Ni2+(aq) + 2e− → Ni(s), E° cell=-0.257 V
H2→2H++2e-, E° cell=0
The standard reduction potential for the corresponding hydrogen half-reaction can be found in an SRP table.
2. Use equation:$$E cell=E° cell-(\frac{0.0591}{2})\times\ln{k}$$to solve for the concentration of hydrogen needed. We can use this formula with K, the equilibrium constant because 1 M indicates standard conditions.
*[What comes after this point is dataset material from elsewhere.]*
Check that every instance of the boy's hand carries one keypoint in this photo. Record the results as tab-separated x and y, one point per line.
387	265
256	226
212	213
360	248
Plug in the standard conditions values and set equation to greater than 0 because E°cell needs to be positive in order for the reaction to be spontaneous.
$$E cell=E° cell-(\frac{0.0591}{2})\times(\ln\frac{x}{1 M})\gt0$$
$$x\times[H^+]\lt.3679$$
3. After solving for the concentration of hydrogen, convert it into pH by taking the negative log of that value.
$$pH=-\log{.3679}$$
pH = .434
4. pH less than .434 is needed to make reaction spontaneous.